Nowadays hundreds of information sources and media publish every day information about different events in the field of economics and business. They publish thousands of articles, mentions many companies and deals. This quantity of regularly announced data can contain a valuable information to help to predict or even to foresee events in economics and business field, to detect hidden facts and correlations, to define the loyalty and the tolerance of certain sources and media towards different companies and deals.
Thus to find and analyze significant news the following research topics and task are of interest:
The role of Internet mass media increased greatly in the recent years. Internet media get more and more audience coverage and thereby its role in forming of public opinion strengthens. Public organizations, political parties, companies as well as public figures, politicians and entrepreneurs are interested in any mentioning of them or of some specific facts concerning them in media including Internet media. They often trace a quantity of web-sites citing them, and different sources where some significant news could appear. Significant news finding could be also useful for common Internet-uses since the amount of daily media publications is large and some news which are significant for someone could be missed. Thus significant (in some context) news identification is essential and actual problem.
The origin of news provider could be some Internet mass-media (such as cnn.com, bbc.com and others) as well as a page in a social network or blog. We will assume that each news has its unique URL-address - the address of web page where text of news was published.
The news spreads in WWW after its appearance and a quantity of references to the original web page appears. Besides, there could be more than one origin/source of the news. It’s common that the same news appears in several web-sites independently in a short space of time. However, there could be some content difference between them. Thus the collection of all web-pages with published news and web-pages which refer to the former, forms a network. We will be able to make conclusions about the significance of news, their interconnections and mutual influence by analysing the structure and properties of such network.
Thus we have a network which nodes are web-pages unambiguously identified by URL-addresses and which links are references between web-pages as their URL-addresses. Since it is well-known that WWW network is scale-free [1], it is natural to assume that the network we are working with is scale-free as well. Thus, it is necessary to compose the network degree distribution in order to prove if the network is scale-free. In this case the degree distribution can be approximated by the power law.
It is necessary to specify degree distribution in order to acquire more accurate research data for the network properties. In real processes which contribute to the evolution of real networks, we often observe systematic deviations from the pure power law. There’re some well-known distributions which often describe real networks: stretched exponential distribution, fitness-induced corrections, small-degree cutoffs, exponential cutoffs [1]. Currently we are building a generative model that analytically predicts the expected functional form of degree distribution, because this is a key factor determining system’s properties.

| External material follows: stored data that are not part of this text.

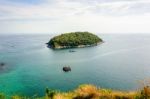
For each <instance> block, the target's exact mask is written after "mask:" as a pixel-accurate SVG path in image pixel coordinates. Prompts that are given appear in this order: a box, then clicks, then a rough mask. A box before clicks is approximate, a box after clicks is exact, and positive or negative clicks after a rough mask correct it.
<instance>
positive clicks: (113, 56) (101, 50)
mask: <svg viewBox="0 0 150 99" xmlns="http://www.w3.org/2000/svg"><path fill="white" fill-rule="evenodd" d="M99 36H100V37H101V38H102V39H103V40H104V41H105V43H103V44H101V45H98V46H95V47H88V48H78V49H74V50H75V51H76V52H73V53H70V52H69V50H68V49H65V50H52V49H49V48H47V47H46V44H45V43H46V42H48V41H49V39H50V38H51V37H52V35H0V62H5V63H6V66H4V67H1V68H0V92H4V93H6V94H8V95H12V94H24V95H29V96H31V95H34V94H38V95H44V94H45V88H46V87H49V88H52V89H59V90H62V91H68V90H72V89H74V88H76V87H77V86H78V85H80V84H85V83H86V84H87V83H88V84H89V83H90V84H94V85H97V86H99V87H104V88H111V89H116V90H135V89H137V88H138V87H139V86H140V82H141V81H143V80H144V79H148V78H150V35H148V34H132V35H131V34H124V35H119V34H99ZM65 65H69V66H71V68H72V71H71V72H69V73H64V72H63V71H62V67H63V66H65Z"/></svg>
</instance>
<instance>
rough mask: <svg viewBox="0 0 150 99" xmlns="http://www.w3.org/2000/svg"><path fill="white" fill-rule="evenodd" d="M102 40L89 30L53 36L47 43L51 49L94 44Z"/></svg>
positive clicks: (72, 32) (97, 36)
mask: <svg viewBox="0 0 150 99" xmlns="http://www.w3.org/2000/svg"><path fill="white" fill-rule="evenodd" d="M102 42H103V40H102V39H101V38H99V37H98V36H97V35H95V34H93V33H90V32H70V33H63V34H61V35H58V36H55V37H53V38H52V39H51V40H50V41H49V42H48V43H47V44H48V47H50V48H53V49H65V48H81V47H89V46H96V45H98V44H100V43H102Z"/></svg>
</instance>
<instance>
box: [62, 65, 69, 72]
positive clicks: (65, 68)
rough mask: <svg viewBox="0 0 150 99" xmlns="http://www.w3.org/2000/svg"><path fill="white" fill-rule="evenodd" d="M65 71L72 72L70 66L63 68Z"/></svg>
mask: <svg viewBox="0 0 150 99" xmlns="http://www.w3.org/2000/svg"><path fill="white" fill-rule="evenodd" d="M63 71H64V72H69V71H71V68H70V67H69V66H68V67H67V66H66V67H63Z"/></svg>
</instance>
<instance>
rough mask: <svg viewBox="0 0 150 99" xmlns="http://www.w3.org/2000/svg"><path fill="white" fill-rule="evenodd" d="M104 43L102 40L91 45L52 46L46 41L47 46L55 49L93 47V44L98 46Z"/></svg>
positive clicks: (65, 48)
mask: <svg viewBox="0 0 150 99" xmlns="http://www.w3.org/2000/svg"><path fill="white" fill-rule="evenodd" d="M102 43H104V41H102V42H98V43H96V44H91V45H78V46H57V47H52V46H50V45H49V44H48V43H46V44H47V45H48V46H47V47H48V48H52V49H55V50H59V49H69V48H85V47H93V46H98V45H100V44H102Z"/></svg>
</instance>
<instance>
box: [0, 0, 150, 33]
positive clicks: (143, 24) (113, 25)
mask: <svg viewBox="0 0 150 99" xmlns="http://www.w3.org/2000/svg"><path fill="white" fill-rule="evenodd" d="M149 5H150V1H149V0H105V1H104V0H103V1H102V0H101V2H100V1H99V0H76V1H75V0H45V1H44V2H43V3H41V4H35V5H24V4H18V3H13V4H11V3H10V2H9V3H7V2H5V4H3V3H2V2H0V33H10V32H11V33H16V32H17V33H43V32H45V33H50V32H69V31H91V32H98V33H106V32H108V33H111V32H113V33H116V32H117V33H131V32H132V33H137V32H146V33H150V29H149V28H148V26H149V25H150V6H149Z"/></svg>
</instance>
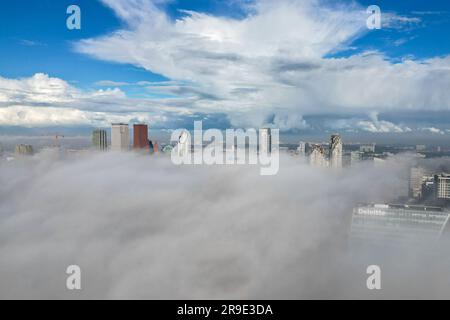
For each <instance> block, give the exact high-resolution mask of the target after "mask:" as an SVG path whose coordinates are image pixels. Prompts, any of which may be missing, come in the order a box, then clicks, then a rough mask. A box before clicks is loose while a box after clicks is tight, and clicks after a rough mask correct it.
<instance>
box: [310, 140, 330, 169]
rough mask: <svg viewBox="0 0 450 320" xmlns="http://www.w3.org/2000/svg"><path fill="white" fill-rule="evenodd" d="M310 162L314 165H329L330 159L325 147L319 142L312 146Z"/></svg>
mask: <svg viewBox="0 0 450 320" xmlns="http://www.w3.org/2000/svg"><path fill="white" fill-rule="evenodd" d="M309 163H310V165H312V166H314V167H327V166H328V161H327V158H326V154H325V149H324V148H323V147H322V146H321V145H318V144H314V145H312V146H311V154H310V155H309Z"/></svg>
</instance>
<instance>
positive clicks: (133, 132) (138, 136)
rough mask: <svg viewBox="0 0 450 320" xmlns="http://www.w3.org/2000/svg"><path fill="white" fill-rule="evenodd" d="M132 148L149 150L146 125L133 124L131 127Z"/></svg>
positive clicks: (147, 126)
mask: <svg viewBox="0 0 450 320" xmlns="http://www.w3.org/2000/svg"><path fill="white" fill-rule="evenodd" d="M133 148H134V149H149V148H150V142H149V141H148V126H147V125H146V124H135V125H134V126H133Z"/></svg>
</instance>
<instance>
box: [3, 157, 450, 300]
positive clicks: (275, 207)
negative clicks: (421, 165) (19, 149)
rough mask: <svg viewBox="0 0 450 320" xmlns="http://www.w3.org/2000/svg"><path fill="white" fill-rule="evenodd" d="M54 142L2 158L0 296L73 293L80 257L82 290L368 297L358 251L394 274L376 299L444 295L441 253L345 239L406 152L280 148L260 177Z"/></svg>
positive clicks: (110, 292) (163, 157)
mask: <svg viewBox="0 0 450 320" xmlns="http://www.w3.org/2000/svg"><path fill="white" fill-rule="evenodd" d="M51 155H52V154H51V153H42V154H38V155H36V156H35V157H33V158H31V159H24V160H23V161H18V162H0V179H1V181H8V183H2V184H0V203H1V204H2V205H1V206H0V240H1V241H0V283H2V285H1V286H0V298H2V299H14V298H20V299H24V298H31V299H38V298H41V299H51V298H56V299H65V298H68V299H72V298H74V292H71V291H68V290H67V289H66V286H65V283H66V277H65V270H66V268H67V266H69V265H72V264H77V265H79V266H80V267H81V269H82V288H83V290H81V291H80V292H77V293H76V297H77V298H85V299H94V298H97V299H120V298H123V299H133V298H135V299H296V298H297V299H300V298H307V299H327V298H342V299H347V298H360V299H361V298H373V293H372V292H369V290H367V289H366V287H365V283H366V277H364V276H365V271H366V266H367V264H365V263H362V262H365V261H366V260H365V259H363V257H367V260H370V262H369V261H368V262H369V263H373V262H372V261H373V259H374V257H377V260H376V261H377V263H380V265H382V266H383V268H385V269H383V270H388V271H389V276H390V277H391V278H392V279H395V281H393V282H392V283H393V284H394V285H389V283H391V282H390V281H388V280H389V278H386V281H385V283H386V285H385V286H384V287H383V290H381V291H380V292H379V294H377V295H378V297H380V298H386V299H387V298H400V299H408V298H424V299H432V298H439V299H443V298H448V297H449V296H450V288H449V286H448V283H447V282H446V281H442V279H448V275H449V272H448V270H449V269H448V259H447V255H445V254H443V253H440V254H436V256H434V255H432V253H431V252H430V250H427V251H426V254H425V255H419V254H418V253H417V252H416V251H415V250H414V249H418V248H420V247H421V246H414V247H413V248H412V249H409V248H408V247H404V248H403V247H402V250H401V252H400V254H399V253H397V254H395V255H394V256H391V255H389V254H387V252H389V251H388V248H387V247H385V246H383V247H382V250H381V251H380V252H378V250H376V249H373V248H370V247H369V248H365V250H364V254H362V255H359V254H357V253H358V251H351V252H350V251H347V250H346V249H347V248H349V246H348V245H346V244H348V239H347V235H348V232H349V227H350V225H349V224H350V221H351V213H352V208H353V206H354V205H355V204H356V203H360V202H372V201H381V202H384V201H394V200H395V199H396V198H397V197H398V196H401V195H403V194H404V193H405V192H406V191H407V190H406V189H407V183H406V181H405V180H404V179H405V174H404V173H405V169H406V168H408V165H407V163H405V162H404V161H405V160H404V159H402V161H393V162H390V164H389V165H388V166H383V167H382V168H375V167H373V166H371V165H367V166H366V165H364V164H363V165H362V167H358V168H351V169H348V171H347V170H345V171H341V172H332V171H329V170H318V169H314V168H311V167H309V166H307V165H305V164H302V163H301V161H299V159H298V158H290V157H289V158H284V157H283V158H282V159H281V161H282V166H281V169H282V170H280V172H279V174H278V175H276V176H273V177H271V178H270V179H266V178H265V177H261V176H260V175H259V169H258V168H257V167H254V168H249V167H241V166H238V167H236V166H208V167H204V166H194V167H190V166H173V164H172V163H171V162H170V159H169V158H164V157H152V158H150V157H148V156H139V155H136V154H133V153H129V154H111V153H105V154H98V155H88V156H86V157H79V158H75V159H73V158H71V159H67V161H52V160H51V159H52V157H51ZM124 181H129V182H130V184H129V185H127V184H124ZM368 181H369V182H370V183H368ZM24 195H26V196H24ZM325 197H326V201H325V200H324V199H325ZM442 245H443V249H444V248H447V247H446V246H444V245H445V244H442ZM430 247H432V245H430V246H427V247H426V248H427V249H429V248H430ZM408 257H409V259H408ZM430 258H432V262H433V263H430ZM430 268H431V271H433V272H430ZM387 273H388V272H386V276H387ZM383 279H385V278H383ZM417 279H421V281H419V282H417Z"/></svg>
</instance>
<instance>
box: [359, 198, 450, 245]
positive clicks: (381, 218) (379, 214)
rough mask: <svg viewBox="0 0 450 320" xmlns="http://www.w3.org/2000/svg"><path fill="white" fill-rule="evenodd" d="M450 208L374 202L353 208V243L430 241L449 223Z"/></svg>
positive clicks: (379, 243)
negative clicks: (448, 222) (368, 204)
mask: <svg viewBox="0 0 450 320" xmlns="http://www.w3.org/2000/svg"><path fill="white" fill-rule="evenodd" d="M449 214H450V212H449V211H446V210H445V209H443V208H440V207H429V206H415V205H392V204H373V205H363V206H359V207H356V208H355V209H354V210H353V215H352V227H351V240H352V242H353V243H354V244H358V243H361V244H363V243H364V244H391V245H401V244H412V243H415V244H418V245H421V244H429V243H430V241H435V240H438V239H439V238H440V237H441V235H442V234H443V232H444V230H445V228H446V227H447V225H448V220H449Z"/></svg>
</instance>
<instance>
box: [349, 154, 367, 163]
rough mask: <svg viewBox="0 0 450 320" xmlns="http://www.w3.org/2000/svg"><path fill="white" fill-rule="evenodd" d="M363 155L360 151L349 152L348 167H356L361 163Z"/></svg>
mask: <svg viewBox="0 0 450 320" xmlns="http://www.w3.org/2000/svg"><path fill="white" fill-rule="evenodd" d="M363 155H364V153H363V152H362V151H352V152H350V166H356V165H357V164H358V163H360V162H361V161H363Z"/></svg>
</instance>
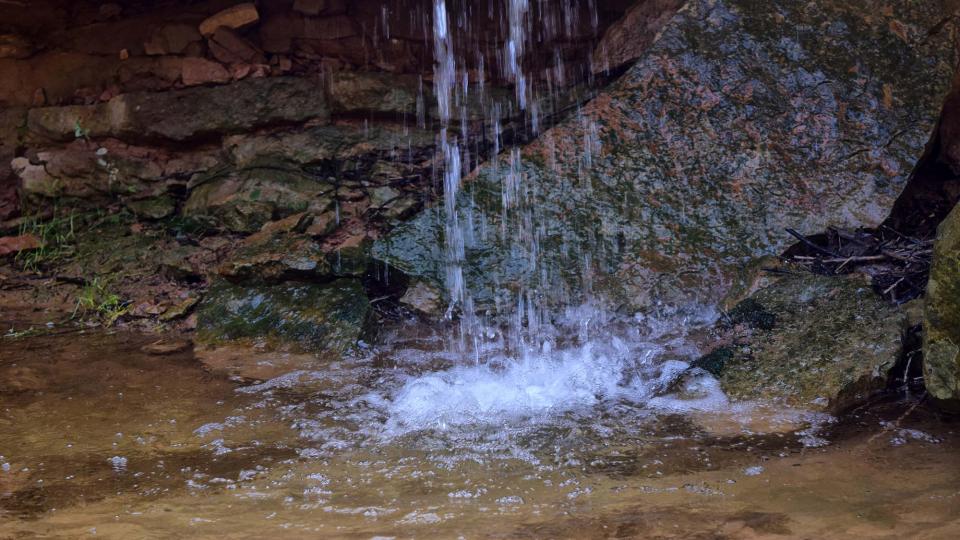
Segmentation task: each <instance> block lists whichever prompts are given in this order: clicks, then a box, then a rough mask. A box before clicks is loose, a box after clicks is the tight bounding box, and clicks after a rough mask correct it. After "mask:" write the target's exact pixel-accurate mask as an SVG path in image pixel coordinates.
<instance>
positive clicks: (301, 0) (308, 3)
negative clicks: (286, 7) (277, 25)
mask: <svg viewBox="0 0 960 540" xmlns="http://www.w3.org/2000/svg"><path fill="white" fill-rule="evenodd" d="M326 7H327V0H293V10H294V11H298V12H300V13H303V14H304V15H319V14H320V13H321V12H322V11H323V10H324V8H326Z"/></svg>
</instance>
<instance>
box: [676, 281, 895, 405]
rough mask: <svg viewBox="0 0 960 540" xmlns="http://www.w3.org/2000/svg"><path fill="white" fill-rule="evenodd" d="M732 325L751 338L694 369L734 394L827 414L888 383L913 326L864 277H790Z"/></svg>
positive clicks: (698, 364) (732, 320) (726, 392)
mask: <svg viewBox="0 0 960 540" xmlns="http://www.w3.org/2000/svg"><path fill="white" fill-rule="evenodd" d="M730 322H732V323H734V324H736V325H739V328H742V329H744V330H745V331H746V332H747V333H746V336H741V337H740V339H738V340H737V341H736V342H735V343H734V344H733V345H730V346H727V347H723V348H720V349H717V350H715V351H713V352H712V353H711V354H710V355H708V356H706V357H704V358H701V359H700V360H699V361H698V362H696V363H695V364H694V365H695V366H697V367H701V368H703V369H706V370H707V371H710V372H712V373H713V374H714V375H716V376H717V378H718V379H719V380H720V383H721V385H722V387H723V390H724V392H726V393H727V395H729V396H730V397H731V398H734V399H746V400H755V399H766V400H774V401H778V402H780V403H783V404H786V405H788V406H792V407H798V408H801V409H812V410H817V411H827V412H839V411H841V410H843V409H845V408H847V407H849V406H851V405H854V404H856V403H859V402H862V401H863V400H864V399H866V398H867V397H869V395H870V394H871V393H873V392H874V391H876V390H880V389H883V388H884V387H885V385H886V382H887V376H888V373H889V371H890V370H891V368H893V366H894V365H895V364H896V362H897V361H898V359H899V358H900V354H901V348H902V342H901V341H902V336H903V333H904V332H905V331H906V329H907V316H906V314H905V313H903V312H902V311H901V310H900V309H898V308H895V307H891V306H889V305H887V304H886V302H884V301H883V299H881V298H880V297H879V296H877V295H876V294H875V293H874V292H873V291H872V290H871V289H870V287H869V285H868V284H867V283H866V282H865V281H864V280H863V278H862V277H860V276H844V277H824V276H816V275H798V276H791V277H788V278H784V279H782V280H780V281H778V282H776V283H774V284H773V285H771V286H769V287H767V288H765V289H762V290H761V291H759V292H758V293H757V294H755V295H753V296H751V297H750V298H748V299H747V300H744V301H743V302H741V303H740V304H738V305H737V307H736V308H734V309H733V310H732V311H731V312H730Z"/></svg>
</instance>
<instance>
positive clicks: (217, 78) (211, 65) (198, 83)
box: [181, 58, 232, 86]
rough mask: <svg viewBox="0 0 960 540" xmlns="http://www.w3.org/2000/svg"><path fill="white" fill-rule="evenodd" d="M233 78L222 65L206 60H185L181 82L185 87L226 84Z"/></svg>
mask: <svg viewBox="0 0 960 540" xmlns="http://www.w3.org/2000/svg"><path fill="white" fill-rule="evenodd" d="M231 78H232V77H231V76H230V72H229V71H227V69H226V68H225V67H223V66H222V65H220V64H218V63H216V62H211V61H210V60H206V59H204V58H184V59H183V72H182V73H181V80H182V81H183V84H184V85H185V86H197V85H201V84H211V83H225V82H229V81H230V79H231Z"/></svg>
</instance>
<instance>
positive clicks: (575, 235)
mask: <svg viewBox="0 0 960 540" xmlns="http://www.w3.org/2000/svg"><path fill="white" fill-rule="evenodd" d="M885 5H886V6H887V7H888V8H889V9H878V5H877V2H875V1H872V0H850V1H847V2H812V3H811V2H796V1H795V0H769V1H763V2H758V1H755V0H691V1H690V2H688V3H687V5H686V7H684V8H683V9H681V10H680V11H679V12H678V13H677V14H676V15H675V16H674V17H673V18H672V19H671V21H670V22H668V23H667V24H666V25H665V27H664V28H663V30H662V32H661V34H660V36H659V38H658V39H657V40H656V42H654V43H653V44H652V45H651V47H650V48H649V49H648V50H647V51H646V53H645V54H644V55H643V56H641V58H640V59H639V60H638V61H637V63H636V64H635V65H633V66H632V67H631V68H630V69H629V70H628V71H627V72H626V73H625V74H624V75H623V76H622V77H621V78H620V79H619V80H618V81H617V82H615V83H614V84H613V85H611V86H610V87H609V88H607V89H606V90H604V91H602V92H601V93H600V94H599V95H598V96H597V97H596V98H595V99H593V100H592V101H591V102H589V103H588V104H587V105H585V106H584V107H583V108H582V109H580V110H579V111H578V114H577V115H576V116H574V117H571V118H569V119H567V120H566V121H564V122H561V123H560V124H558V125H557V126H555V127H553V128H551V129H549V130H547V131H546V132H545V133H543V134H541V135H540V136H539V137H538V139H537V140H536V141H534V142H533V143H532V144H530V145H528V146H526V147H524V148H523V149H522V151H521V156H522V166H520V165H513V166H511V164H509V163H507V161H510V159H509V158H508V157H501V158H499V159H497V160H494V161H493V163H490V164H487V165H485V166H483V167H482V168H481V169H480V170H479V171H478V172H477V173H476V174H475V175H474V176H472V177H470V178H468V179H467V180H466V181H465V185H464V186H463V189H462V190H461V191H460V196H459V198H458V212H459V214H460V216H459V222H460V223H461V224H466V225H464V228H465V229H469V230H465V231H464V235H463V237H464V242H465V247H466V250H465V251H466V254H465V260H464V261H453V262H455V263H458V264H461V265H462V266H463V270H464V275H465V282H466V285H467V287H468V292H469V294H470V295H471V296H472V297H473V299H474V302H475V304H477V306H478V308H479V309H481V310H493V311H496V310H499V309H506V310H509V309H512V306H515V305H516V298H517V297H516V294H517V292H518V290H521V289H526V290H528V291H531V290H532V291H533V295H534V296H538V303H539V304H547V305H549V304H553V305H560V306H562V305H569V304H570V303H578V302H581V301H583V300H584V297H585V296H589V295H594V296H595V297H599V298H600V299H602V300H606V301H607V303H608V304H609V305H610V306H611V307H612V308H615V309H618V310H620V311H623V312H627V313H629V312H632V311H645V310H649V309H652V308H653V306H655V305H657V304H658V303H666V304H675V305H680V306H683V305H689V304H713V303H716V302H719V301H721V300H723V299H724V298H725V296H726V295H728V294H729V293H731V292H732V291H736V290H737V289H742V288H744V287H743V285H744V284H745V283H748V282H749V281H750V280H751V279H752V276H750V275H746V274H748V272H747V271H746V270H745V269H747V268H748V267H749V265H750V262H751V261H754V260H756V259H757V258H759V257H763V256H766V255H772V254H776V253H779V252H781V251H782V250H783V249H784V248H785V247H786V246H787V245H789V244H790V243H791V242H792V241H793V240H792V238H791V237H789V235H787V234H785V233H784V232H783V230H784V228H786V227H791V228H794V229H797V230H799V231H801V232H803V233H813V232H817V231H821V230H823V229H824V228H826V227H828V226H838V227H861V226H875V225H878V224H879V223H880V222H882V221H883V219H884V218H885V216H886V211H887V209H888V208H889V207H890V206H891V205H892V203H893V201H894V200H895V198H896V197H897V196H898V194H899V193H900V191H901V189H902V188H903V187H904V185H905V184H906V181H907V178H908V176H909V174H910V171H911V170H912V168H913V166H914V164H915V163H916V161H917V159H918V158H919V157H920V156H921V155H922V153H923V151H924V147H925V145H926V143H927V141H928V139H929V136H930V133H931V132H932V131H933V129H934V127H935V125H936V122H937V119H938V117H939V113H940V107H941V104H942V99H943V96H944V95H946V93H947V91H948V89H949V86H950V81H951V80H952V76H953V72H954V66H955V59H956V52H955V51H954V48H953V43H952V40H951V39H950V38H949V36H947V35H946V32H943V31H941V32H939V33H933V34H930V32H931V31H932V30H933V29H935V28H937V25H938V24H939V23H940V22H941V21H942V20H943V13H944V12H943V10H942V6H939V5H938V3H937V2H929V1H926V0H922V1H921V0H894V1H891V2H887V3H886V4H885ZM508 181H509V183H510V185H511V186H515V187H510V189H511V190H513V189H515V190H516V193H510V192H507V193H505V192H504V186H505V185H506V184H507V183H508ZM505 200H510V201H513V202H512V203H511V204H506V203H504V201H505ZM444 223H445V218H444V216H443V210H441V209H435V208H430V209H426V210H424V211H423V212H422V213H421V214H420V215H418V216H417V217H416V218H415V219H414V220H413V221H412V222H409V223H407V224H404V225H403V226H400V227H398V228H397V229H396V230H395V231H394V232H393V233H392V234H390V235H389V236H388V237H386V238H385V239H383V240H381V241H379V242H378V243H377V245H376V246H375V248H374V255H375V257H377V258H378V259H380V260H382V261H384V262H386V263H388V264H390V265H391V266H393V267H396V268H398V269H400V270H402V271H403V272H405V273H407V274H408V275H410V277H411V278H414V279H416V280H420V281H427V282H431V283H434V284H436V285H442V284H443V282H444V280H445V272H444V264H445V262H447V261H445V260H444V254H443V251H442V250H441V249H439V248H438V247H437V246H438V245H440V246H442V245H443V242H444Z"/></svg>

We research and interpret such system property as node fitness - it’s an ability of each node to make new connections in the network. Most likely that if a node (web page in our network) has a high value of fitness then the corresponding news are significant, because it attracts a lot of references. We are also analyzing such nodes for super-stable property [2] and try to interpret that. News spreading features [3] represents a particular interest in our research. Currently we are researching these in order to understand and model the network evolution path which determines network properties [1]. We are also investigating the thresholds when such a news becomes significant. It is planned also to present some initial findings of our research.